My uncle used to say that getting old is a helluva lot better than the alternative.


----------



## BigPete (Apr 22, 2010)

wow what a beauty!! Looks super healthy!


----------



## JUICE (Jan 4, 2020)

Ive seen this aro many times , just a BEAST !! , great fish [email protected]!


----------



## Kenta (Apr 28, 2010)

I remember seeing this fish at the LFS when it was a baby!

Turned out SOLID.


----------



## hondas3000 (Apr 22, 2010)

picture really doesn't show the big fish. It is a real monster in person, scale and gold shine is nice. Do you know if its male or female Mike? Many said small head is female and this one look small head but body is like male, massive and thick.


----------



## Peterchow (Apr 21, 2010)

m_class2g said:


> getting old!


I have seen this monster in person a few times. Very strong and nice color.
Mike, you need to build a 400G for this loyal monster.

Thanks for sharing !!!!


----------



## m_class2g (Apr 21, 2010)

thanks guys. yea for those of you guys who followed his growth, hes still about the same length but has really bulked up. i should take a top view pic one of these days to show how thick he is from the top. 

although its been 7 years, he still has his baby face on unlike a lot of older aros out there. i think hes got many more years to come! still the king of the tank and still bullies everyone lol.


----------



## L!$A (Apr 21, 2010)

Nice rtg!
He ages quite well  lol


----------



## King-eL (Apr 21, 2010)

Nice! Can't wait for my RTG to get that big too. A true monster arowana!!!


----------



## m_class2g (Apr 21, 2010)

king el. any updates on that albino rtg you had? that was one of a kind here in vancity.


----------



## jkam (Apr 21, 2010)

how big is that aro?


----------



## kookus (Apr 23, 2010)

your RTG is a beast....


----------



## clutch (Apr 25, 2010)

sweet aro!!! wish i kept my rtg


----------



## m_class2g (Apr 21, 2010)

yea aros are nice! basically what brought me into this crazy hobby lol.


----------



## King-eL (Apr 21, 2010)

m_class2g said:


> king el. any updates on that albino rtg you had? that was one of a kind here in vancity.

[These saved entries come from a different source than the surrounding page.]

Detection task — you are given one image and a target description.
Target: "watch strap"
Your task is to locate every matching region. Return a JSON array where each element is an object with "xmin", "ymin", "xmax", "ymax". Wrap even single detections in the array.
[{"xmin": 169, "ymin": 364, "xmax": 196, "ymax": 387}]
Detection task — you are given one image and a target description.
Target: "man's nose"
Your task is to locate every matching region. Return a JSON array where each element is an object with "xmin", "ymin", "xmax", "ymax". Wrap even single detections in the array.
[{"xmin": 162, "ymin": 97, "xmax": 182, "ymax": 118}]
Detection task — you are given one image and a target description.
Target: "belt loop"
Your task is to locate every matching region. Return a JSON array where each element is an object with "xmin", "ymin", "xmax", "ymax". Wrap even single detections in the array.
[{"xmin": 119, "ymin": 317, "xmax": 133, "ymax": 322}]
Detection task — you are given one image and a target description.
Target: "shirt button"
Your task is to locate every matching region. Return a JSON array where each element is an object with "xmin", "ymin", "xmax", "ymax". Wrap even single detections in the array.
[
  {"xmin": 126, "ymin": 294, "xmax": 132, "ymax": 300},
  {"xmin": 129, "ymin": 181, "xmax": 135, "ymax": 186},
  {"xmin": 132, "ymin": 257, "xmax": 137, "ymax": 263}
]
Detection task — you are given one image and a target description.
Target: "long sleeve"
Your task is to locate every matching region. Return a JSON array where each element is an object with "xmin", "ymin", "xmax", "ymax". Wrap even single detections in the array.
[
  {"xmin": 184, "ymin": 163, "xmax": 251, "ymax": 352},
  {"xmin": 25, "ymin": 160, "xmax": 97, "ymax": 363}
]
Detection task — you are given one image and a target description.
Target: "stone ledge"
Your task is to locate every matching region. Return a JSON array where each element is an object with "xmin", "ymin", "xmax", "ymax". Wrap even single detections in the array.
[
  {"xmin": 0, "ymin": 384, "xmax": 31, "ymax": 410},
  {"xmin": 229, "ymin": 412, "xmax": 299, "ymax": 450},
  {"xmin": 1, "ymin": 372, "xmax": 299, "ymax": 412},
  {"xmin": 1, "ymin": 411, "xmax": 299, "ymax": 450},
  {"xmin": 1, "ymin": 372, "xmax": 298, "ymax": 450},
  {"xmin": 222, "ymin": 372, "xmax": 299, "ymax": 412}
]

I no longer have that aro. My uncle in Calgary is now taking care of it. I'll ask him to take pics. Last time I saw it, it's not pink anymore but white with red eyes. It lost the barbels that's why I let it go. Don't like keeping aros without barbels doesn't matter how expensive or rare it is. Aros perfect barbels are what matters to me. Don't care about PLJ or DE as they are easily can be fix. Barbels is 50-50 chance only. Might do an order from Unoaquatics again if I can save up.


----------